Because seriously, unless I’m completely wrong, majority of people 
don’t have the discipline.

This is something that I'm acutely aware of. In part, I want quality output. Thus, I have this strong desire that we should all follow 
with discipline in the application of some kind of proven 
methodologies or processes, be it waterfall or agile or whatever. 
Those methodologies or processes are there because people have 
already experienced issues and came up with those as solutions.

Then in the name of rushing deliverables and keeping everything 
within budget, we take shortcuts. After that, we didn't even bother 
to go back and try to fix the issues. The company is also 
contradicting themselves because the it put us through a series of 
courses, preaching the importance of process. Yet the people don't 
bother to enforce or practice. Well, they practice it only when it 
affects their audit scorecard or bottomline. 

That alone is actually very disgusting. Personally.

At the same time, I kind of decided that maybe micro-service is completely wrong in this project. My colleagues did protest against the use of micro-service because it split things up unnecessary and introduced unneeded complexity. I guess they are right.

So with that, I suggested that tomorrow I will talk to the team leader to merge everything back into a monolithic application. That way, everyone can just rely on tighter database integration to achieve whatever function they want.

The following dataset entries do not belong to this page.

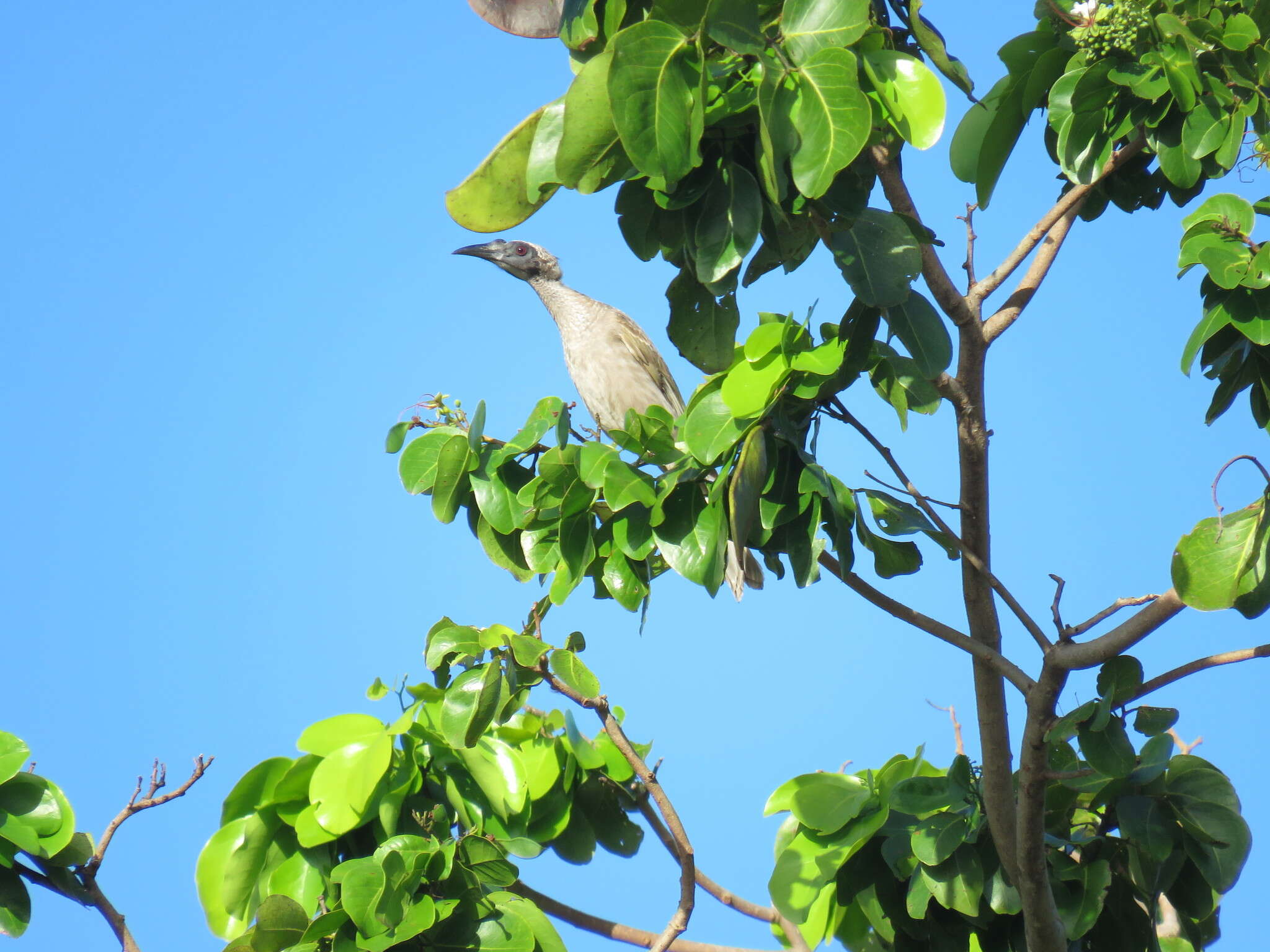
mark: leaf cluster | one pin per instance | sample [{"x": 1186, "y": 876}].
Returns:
[
  {"x": 389, "y": 835},
  {"x": 737, "y": 466}
]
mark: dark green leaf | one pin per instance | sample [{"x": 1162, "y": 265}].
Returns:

I mean that’s what my colleagues want also because it’s the fastest for them.

In part, I'm very tempted by my feelings that maybe don't even bother with structuring the codes for the new module we will need to work 
on next anymore.


Personally, I strongly believe in either doing it right or don't do 
it at all. And in order to do it right, you need to experiment the 
crap out of something and that need time and resource. Something that companies don't have abundant of.

The management and the customer don't give a ratass about how ugly 
the codebase is because it doesn't pay the bills. They only care 
about the delivery of functions on time because that is the only 
metric that matter. 

So I'm asking myself why even put myself in this painful position of fighting against the status quo of how things are done there, which 
is just throw in whatever works and ship.

Halfway through my work day, at around 3pm, the sole of one of my Nike AirMax decided to separate from the shoe’s body.

So I tried to look for some kind of superglue but nobody have it. I decided to use a stapler to staple the sole against the body to hold it for a while.

After work, I went to the Nike Factory Store near my workplace and spent quite a while looking for a pair of shoes that I like. I finally found one, asked one of the staff to get a size UK 9. Tried that and felt it was a little too tight. So I got UK 9.5 instead.

After getting my shoes, I went home, dispose of my current one and shoved the new shoes into the shoes cabinet. Had a shower and dinner.

How I feel

There’s just so much turmoil going on within me that I am having trouble focusing and making decisions, even those based on feelings.

For example, all of my purchase decisions are based on how I feel about a certain product. Today, that decision pathway is so badly blocked that I have a hard time processing. Thus, I spent longer than usual buying a pair of shoes. Making the situation worse is decision making based on rationality isn’t my strength. Therefore, now I am not even sure if I made any right decision. So… I don’t even know if I got the right pair of shoes.

How I can grow

I will need to develop my rational decision making process to be stronger and not rely on my feelings so much. Because, today is a great example of what happens when the feeling-decision making process is in trouble. I can barely get anything done.